Sunday, June 24, 2012

The Battle of Culloden

You look at Public Television now and it might seem kind of bland. But there was a time...

There was a time when Public TV was the only place on television that allowed nudity and really shocking violence. There was I, Claudius with its orgies. Even in the '70s it didn't get any complaints. And no one complained about the scene of a centurion carrying a child's severed head after Caligula complained about his coughing.

And I just watched something I saw on PBS 40 years ago. It traumatized me as a child. It was The Battle of Culloden, a You Are There-like docudrama about the battle of Culloden's Moor in 1745 presented as if a news camera crew had been present.

I think I tuned in in the middle of it when I was a kid, after the Brits had wiped out the Jacobite troops on the battlefield and then went around murdering any who were lying wounded. They killed everyone they could find. They murdered everyone they could find traveling down one road. Then it was into the highlands where the British wiped out any families they found. They interviewed a woman whose baby was thrown to the ground and killed by the British troops.

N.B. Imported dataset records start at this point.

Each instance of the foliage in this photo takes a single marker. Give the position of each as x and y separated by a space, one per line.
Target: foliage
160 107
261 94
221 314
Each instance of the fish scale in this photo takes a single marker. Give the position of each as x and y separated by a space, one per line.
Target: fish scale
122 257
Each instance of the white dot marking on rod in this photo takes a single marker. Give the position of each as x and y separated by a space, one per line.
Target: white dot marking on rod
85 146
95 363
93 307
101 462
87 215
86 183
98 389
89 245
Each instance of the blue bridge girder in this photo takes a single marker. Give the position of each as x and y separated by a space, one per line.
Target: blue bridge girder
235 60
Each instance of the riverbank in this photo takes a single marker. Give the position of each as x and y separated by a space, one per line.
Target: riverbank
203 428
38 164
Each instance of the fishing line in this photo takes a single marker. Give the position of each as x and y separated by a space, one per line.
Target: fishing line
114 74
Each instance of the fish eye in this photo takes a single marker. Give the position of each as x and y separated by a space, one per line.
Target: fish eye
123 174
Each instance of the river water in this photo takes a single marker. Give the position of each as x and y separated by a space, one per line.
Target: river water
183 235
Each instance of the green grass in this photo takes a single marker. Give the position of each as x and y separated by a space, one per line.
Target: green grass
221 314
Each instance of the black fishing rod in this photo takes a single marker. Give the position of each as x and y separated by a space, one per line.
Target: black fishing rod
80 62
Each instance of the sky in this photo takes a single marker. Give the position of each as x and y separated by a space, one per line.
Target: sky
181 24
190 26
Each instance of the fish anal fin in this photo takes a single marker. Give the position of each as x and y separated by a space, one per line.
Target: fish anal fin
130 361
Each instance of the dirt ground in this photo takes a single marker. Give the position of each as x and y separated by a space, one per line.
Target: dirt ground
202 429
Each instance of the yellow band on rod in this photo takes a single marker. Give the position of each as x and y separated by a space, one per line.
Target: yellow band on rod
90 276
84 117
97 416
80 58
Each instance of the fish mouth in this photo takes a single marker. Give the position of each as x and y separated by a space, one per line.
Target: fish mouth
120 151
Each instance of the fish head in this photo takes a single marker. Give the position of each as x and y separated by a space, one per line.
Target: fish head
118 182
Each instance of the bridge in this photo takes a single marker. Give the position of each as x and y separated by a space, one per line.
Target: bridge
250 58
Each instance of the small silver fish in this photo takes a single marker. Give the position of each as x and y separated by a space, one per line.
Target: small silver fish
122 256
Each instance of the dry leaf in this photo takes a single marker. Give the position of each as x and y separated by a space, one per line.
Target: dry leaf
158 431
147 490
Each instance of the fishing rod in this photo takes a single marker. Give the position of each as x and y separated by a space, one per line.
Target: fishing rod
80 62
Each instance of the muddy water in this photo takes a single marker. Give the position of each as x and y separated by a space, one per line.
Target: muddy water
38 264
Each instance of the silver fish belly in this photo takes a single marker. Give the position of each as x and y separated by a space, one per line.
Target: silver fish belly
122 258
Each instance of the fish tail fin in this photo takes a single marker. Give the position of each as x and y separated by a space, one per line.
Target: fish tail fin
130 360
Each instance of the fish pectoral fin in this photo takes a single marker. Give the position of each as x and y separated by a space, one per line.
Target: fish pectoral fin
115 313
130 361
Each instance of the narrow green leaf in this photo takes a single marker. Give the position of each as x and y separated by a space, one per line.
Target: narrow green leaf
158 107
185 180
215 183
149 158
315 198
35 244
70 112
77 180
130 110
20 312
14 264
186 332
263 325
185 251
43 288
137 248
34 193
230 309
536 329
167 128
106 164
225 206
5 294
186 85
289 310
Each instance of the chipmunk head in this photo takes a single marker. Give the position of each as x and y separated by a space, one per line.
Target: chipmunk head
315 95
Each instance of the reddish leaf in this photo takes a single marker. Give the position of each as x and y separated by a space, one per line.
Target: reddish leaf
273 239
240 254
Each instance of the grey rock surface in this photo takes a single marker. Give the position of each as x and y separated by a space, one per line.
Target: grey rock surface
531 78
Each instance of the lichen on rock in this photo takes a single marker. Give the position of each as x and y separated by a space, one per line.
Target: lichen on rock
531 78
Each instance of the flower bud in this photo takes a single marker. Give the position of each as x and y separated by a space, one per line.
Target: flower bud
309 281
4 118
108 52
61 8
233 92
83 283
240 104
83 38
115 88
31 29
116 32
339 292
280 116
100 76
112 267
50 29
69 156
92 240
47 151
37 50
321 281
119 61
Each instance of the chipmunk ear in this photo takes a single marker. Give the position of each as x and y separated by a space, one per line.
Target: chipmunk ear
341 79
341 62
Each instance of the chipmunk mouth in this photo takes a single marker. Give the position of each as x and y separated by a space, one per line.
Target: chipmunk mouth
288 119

I just saw the thing again on Netflix. At first I wasn't sure if it was the same show. It was produced in Britain in the '60s and I had watched it in the early '70s, sitting home alone watching TV. There were a number of details I remembered, though. All the people killed on the road, one particular dead body on the battle field, and a family that was on the run in the highlands. They hadn't eaten in days. The only food they'd had was a small fish they caught that the two children shared.

The narrator seemed rather ashamed of the conduct of the British.

The Jacobites were victims of a clan system that obliged them to fight under terrible officers for an idiot prince who botched it completely.

It didn't traumatize me as badly as some later stuff I watched on that channel. Like episodes of World At War.